Houston : le maire souhaiterait réguler les maisons closes de sexdolls

Ces dernières années, les robots sexuels n’ont cessé de gagner en popularité. En 2017, une maison close de sexdolls a même été ouverte à Toronto, au Canada. Face au succès, KinkySdollS, l’entreprise à l’origine de cette maison de plaisir insolite, a décidé d’en ouvrir une autre, cette fois-ci aux États-Unis, dans la ville de Houston au Texas.

L’initiative n’est cependant pas au goût de tous. C’est notamment le cas de Sylvester Turner, le maire de Houston lui-même.
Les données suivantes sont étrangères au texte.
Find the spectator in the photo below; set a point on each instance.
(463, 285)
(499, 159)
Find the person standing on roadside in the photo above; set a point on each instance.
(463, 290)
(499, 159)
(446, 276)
Ce dernier n’est pas du tout enchanté à l’idée qu’un « bordel de robots sexuels » ouvre ses portes dans sa ville et n’a pas manqué de le faire savoir.

L’ouverture de l’établissement est prévue pour le mois d’octobre, mais pour l’instant, aucune date officielle n’a pas encore été communiquée.

Le maire s’oppose au projet

Dans un entretien avec la chaîne locale KHOU-TV, Sylvester Turner a déclaré qu’il était en train d’examiner toutes les ordonnances qui lui permettraient de réglementer l’établissement, voire même d’interdire son ouverture. Dans son combat, le maire peut compter sur le soutien des habitants de Houston qui sont également nombreux à s’opposer farouchement au projet.

Une pétition a même été lancée, arguant que « Les maisons closes des robots vont finalement nuire aux hommes, à leur compréhension de la sexualité saine et augmenter la demande de prostitution et d’exploitation sexuelle de femmes et d’enfants. »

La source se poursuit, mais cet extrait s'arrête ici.